Runtime Error in backpropagation of the graph second time

I3aer · June 28, 2021, 7:20pm

Hi,

I am implementing a GNN, which uses Chebyshev’s polynomials. I have a for loop that uses the recursive relation between Chebyshev’s polynomials:

# for k = 0, T_0(L) = I
Tx = T0_x = graphs.clone()
    
if self.cheby_K > 1: # T_1(L) = L
    T1_x = laplacians @ graphs
    Tx = torch.cat((T0_x, T1_x),dim=-1)
    # T_k(x) = 2*L*T_{k-1}(x) - T_{k-2}(x)
for k in range(2, self.cheby_K):
   Tk_x = 2 * laplacians @ self.T1_x - T0_x
   Tx = torch.cat((Tx,Tk_x),dim=-1)
   T1_x, T0_x = Tk_x, T1_x

When I test my network with the following snippet:

with torch.autograd.set_detect_anomaly(True):
        with torch.enable_grad():
            
            graphs = torch.unsqueeze(nodes,0).contiguous().to(device)
            
            laplacians = torch.unsqueeze(laplacian,0).to(device)
                
            for i in range(0,100):
                
                optimizer.zero_grad()
                
                logits, out_nodes, out_laplacians = gnn(graphs,laplacians)
                
                loss = criterion(logits,labels)
                
                print('epoch:{1:d}, loss: {0:.4f}'.format(loss,i))
                
                probs = torch.softmax(logits,dim=-1)
                
                print('predictions:\n',probs.type(torch.float16).data.numpy())
                
                loss.backward()
                
                optimizer.step()

I receive the following error message

Blockquote “RuntimeError: Trying to backward through the graph a second time, but the saved intermediate results have already been freed. Specify retain_graph=True when calling .backward() or autograd.grad() the first time.”
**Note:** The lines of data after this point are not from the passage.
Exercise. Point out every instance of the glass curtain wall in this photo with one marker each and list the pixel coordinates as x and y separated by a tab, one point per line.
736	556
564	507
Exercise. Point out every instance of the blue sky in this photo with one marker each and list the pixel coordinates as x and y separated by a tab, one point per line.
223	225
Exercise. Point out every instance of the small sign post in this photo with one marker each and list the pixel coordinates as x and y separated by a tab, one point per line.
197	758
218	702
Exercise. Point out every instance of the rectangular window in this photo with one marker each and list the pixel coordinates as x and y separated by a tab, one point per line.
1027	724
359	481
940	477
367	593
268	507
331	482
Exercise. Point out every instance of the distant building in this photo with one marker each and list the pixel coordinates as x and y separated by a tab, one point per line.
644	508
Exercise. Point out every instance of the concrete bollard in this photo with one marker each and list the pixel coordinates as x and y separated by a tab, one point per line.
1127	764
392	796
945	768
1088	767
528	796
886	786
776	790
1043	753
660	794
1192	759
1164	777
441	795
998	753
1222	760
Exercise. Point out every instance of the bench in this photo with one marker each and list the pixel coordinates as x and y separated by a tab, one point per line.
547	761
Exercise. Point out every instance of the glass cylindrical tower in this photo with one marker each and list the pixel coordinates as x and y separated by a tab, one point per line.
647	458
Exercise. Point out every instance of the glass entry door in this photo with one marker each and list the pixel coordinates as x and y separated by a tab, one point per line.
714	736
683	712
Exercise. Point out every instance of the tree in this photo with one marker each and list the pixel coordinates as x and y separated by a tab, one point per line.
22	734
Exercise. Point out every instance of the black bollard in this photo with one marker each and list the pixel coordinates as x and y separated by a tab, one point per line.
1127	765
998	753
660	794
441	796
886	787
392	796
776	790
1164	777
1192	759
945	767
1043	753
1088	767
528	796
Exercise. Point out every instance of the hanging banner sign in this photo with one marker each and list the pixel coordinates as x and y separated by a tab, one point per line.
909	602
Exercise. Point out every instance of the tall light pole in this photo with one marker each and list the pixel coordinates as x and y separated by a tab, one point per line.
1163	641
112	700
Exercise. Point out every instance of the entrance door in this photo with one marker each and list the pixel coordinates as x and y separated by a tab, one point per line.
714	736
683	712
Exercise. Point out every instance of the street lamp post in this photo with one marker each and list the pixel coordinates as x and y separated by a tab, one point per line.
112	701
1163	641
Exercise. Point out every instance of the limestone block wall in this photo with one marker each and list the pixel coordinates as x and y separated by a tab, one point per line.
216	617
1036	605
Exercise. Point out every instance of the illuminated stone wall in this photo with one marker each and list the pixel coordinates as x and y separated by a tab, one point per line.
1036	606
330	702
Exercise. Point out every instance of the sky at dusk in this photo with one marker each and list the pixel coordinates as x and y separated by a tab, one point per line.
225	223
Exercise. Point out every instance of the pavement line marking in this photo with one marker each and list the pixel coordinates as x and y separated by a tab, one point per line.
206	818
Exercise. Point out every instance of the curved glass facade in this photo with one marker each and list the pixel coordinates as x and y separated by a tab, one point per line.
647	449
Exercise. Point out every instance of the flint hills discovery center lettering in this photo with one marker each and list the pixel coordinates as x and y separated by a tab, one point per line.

According to the error, I must specify the retain_graph=True when calling .backward in my loop above, but the training code again raises another RunTimeError:

Blockquote RuntimeError: one of the variables needed for gradient computation has been modified by an inplace operation: [torch.FloatTensor [8, 32]], which is output 0 of TBackward, is at version 2; expected version 1 instead. Hint: the backtrace further above shows the operation that failed to compute its gradient. The variable in question was changed in there or anywhere later. Good luck!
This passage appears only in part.